But if you write an amazingly great grant, then its a crap shoot. I recently had two great proposals get triaged. Triaging is a way an NIH study section can handle the workload, currently (if my sources are correct) ~2/3 to 3/4 of all proposals in my study sections are triaged. This could mean your proposal sucks or that it was awesome, but so were a bunch of other proposals. This is why its a crap shoot. If most proposals submitted are good, and you're a fool to think they aren't, then many good proposals will be triaged and of those not triaged, most still won't be funded.
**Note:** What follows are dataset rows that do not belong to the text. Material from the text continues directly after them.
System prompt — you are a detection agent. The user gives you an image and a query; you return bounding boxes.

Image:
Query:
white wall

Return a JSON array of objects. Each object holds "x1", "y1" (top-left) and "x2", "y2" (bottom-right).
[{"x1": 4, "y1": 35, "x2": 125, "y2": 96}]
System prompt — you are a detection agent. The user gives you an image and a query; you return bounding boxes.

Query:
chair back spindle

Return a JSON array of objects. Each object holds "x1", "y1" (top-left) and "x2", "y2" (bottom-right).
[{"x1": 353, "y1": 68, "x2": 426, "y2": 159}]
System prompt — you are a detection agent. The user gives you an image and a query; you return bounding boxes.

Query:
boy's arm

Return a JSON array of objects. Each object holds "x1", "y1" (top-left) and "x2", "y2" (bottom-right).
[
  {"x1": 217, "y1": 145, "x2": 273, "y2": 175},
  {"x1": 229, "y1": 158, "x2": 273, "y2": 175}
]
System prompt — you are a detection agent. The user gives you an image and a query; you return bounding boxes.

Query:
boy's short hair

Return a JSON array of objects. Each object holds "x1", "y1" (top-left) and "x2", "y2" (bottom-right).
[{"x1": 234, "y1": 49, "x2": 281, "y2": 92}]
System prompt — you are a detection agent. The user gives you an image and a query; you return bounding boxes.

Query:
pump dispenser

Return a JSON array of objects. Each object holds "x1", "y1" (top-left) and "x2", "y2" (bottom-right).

Your proposal is critically reviewed by 2-3 individuals and if 1 is not orgasmic in his/her enthusiasm you're fucked. So, I submitted 2 outstanding proposals. The first was an exploration in virtually unlimited awesomeness. It was a new approach to an important problem that was guaranteed to yield important information. I knew this proposal was going somewhere. The second, was a study in some totes awesomeness of biology. Easy to do and complete, no worries, but I was less impressed with it personally. See, I submitted this second proposal in a different form previously which focused on a gene family. The reviewers of that unfunded proposal wanted me to focus on one or two genes in the family. This was boneheaded, but I decided to try what they asked. I wrote this new proposal one one or two genes and submitted it, even though I knew my previous approach was correct.
Well, I get my scores back. Awesome Proposal #1 crappy pathetic scores. Less Awesome Proposal #2 really good scores (not good enough to pass the triage line but pretty fucking close). WTF!!11!
Of course I read the critiques the reviewers wrote for both proposals, but the important thing is the review for proposal #2. Guess what, they thought it was boneheaded to focus one or two genes and not the family. God, Im an idiot sometimes. If you know you're right and you are, stick to your guns.